Nations searched their archives, some searched their souls — 20 set up Holocaust commissions — in an extraordinary re-examination of what happened during the Third Reich and what was still owed to its victims.

There’s plenty left to be done. A U.S. commission reports Tuesday to President Clinton on inadequacies in the American government’s handling of looted gold, art, and other assets that came under its control after the war. It will include recommendations for further work.

On Tuesday and Wednesday, Eizenstat hopes to finish negotiating an Austrian payment for stolen Jewish property.

On Thursday, he’ll try to complete a French plan to compensate families whose bank accounts were confiscated during the collaborationist Vichy regime.

“We’re in sort of an emergency mode … to conclude these last two negotiations under the wire,” Eizenstat said of the French and Austrian proposals.

Eizenstat steps down Saturday with the Clinton administration upon the inauguration of President-elect Bush. He has urged Colin Powell, the nominee for secretary of state nominee, to continue the State Department’s Holocaust office and push implementation of programs negotiated over the last few years but not yet paying money that was pledged.

The Bush transition team had no immediate comment on how it will handle the issue.

Eizenstat believes the exercise is unprecedented.

“The most important accomplishment was that it happened at all after the events had receded into the mist of history,” he said.

The United States took a lead in the effort as did the World Jewish Congress and the Conference for Jewish Material Claims Against Germany. U.S. lawyers assembled class action suits on behalf of survivors.

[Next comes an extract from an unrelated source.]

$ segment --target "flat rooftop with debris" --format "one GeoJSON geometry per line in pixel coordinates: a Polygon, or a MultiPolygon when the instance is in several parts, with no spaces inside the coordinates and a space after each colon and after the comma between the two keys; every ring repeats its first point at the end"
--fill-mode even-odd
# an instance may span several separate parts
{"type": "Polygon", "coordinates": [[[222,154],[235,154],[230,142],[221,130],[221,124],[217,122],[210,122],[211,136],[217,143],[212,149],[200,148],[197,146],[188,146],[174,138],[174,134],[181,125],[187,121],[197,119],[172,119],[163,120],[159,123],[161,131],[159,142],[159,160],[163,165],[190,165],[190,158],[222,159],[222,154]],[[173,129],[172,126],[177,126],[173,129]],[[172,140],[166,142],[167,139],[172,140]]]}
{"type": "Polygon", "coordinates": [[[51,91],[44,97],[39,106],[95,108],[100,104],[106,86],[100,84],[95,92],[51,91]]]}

The new round of scrutiny and demand for payments was made possible partly by the end of the Cold War and release of long-secret documents. Renewed interest in World War II, growing attention to human rights and a host of other factors combined with long-silent victims finally talking about what they endured. Others made renewed demands to a world perhaps more ready to listen, advocates say.

The campaign was unwelcome in many quarters. Settlements were made in return for legal peace — the U.S. government promised to discourage its courts from entertaining future lawsuits.

The first big fight was the 1996 claim against Swiss banks, which eventually agreed to a $1.25 billion settlement.

The case tarnished Switzerland’s reputation as a neutral wartime country that had helped save Jews, adding revelations that its banks profited from the Holocaust by keeping assets of slain Jews, acting as Hitler’s banker and trafficking in plundered gold.

“It was like throwing a pebble into the pond and having the ripples go out,” said Greg Bradsher, the National Archives’ lead historian on Holocaust-era issues. “People researching Swiss banks were the ones who stumbled on things about Ford and slave labor” — bolstering a lawsuit against Ford Motor Co.’s wartime German subsidiary and others that used concentration camp labor for little or no pay.

Eventually, Germany and Austria and their corporations agreed to compensate forced laborers and European insurance companies agreed to address dormant policies of those who died in the Holocaust. Though Austria and Germany had paid other postwar compensation, it was judged to be insufficient or to have left out certain categories of victims.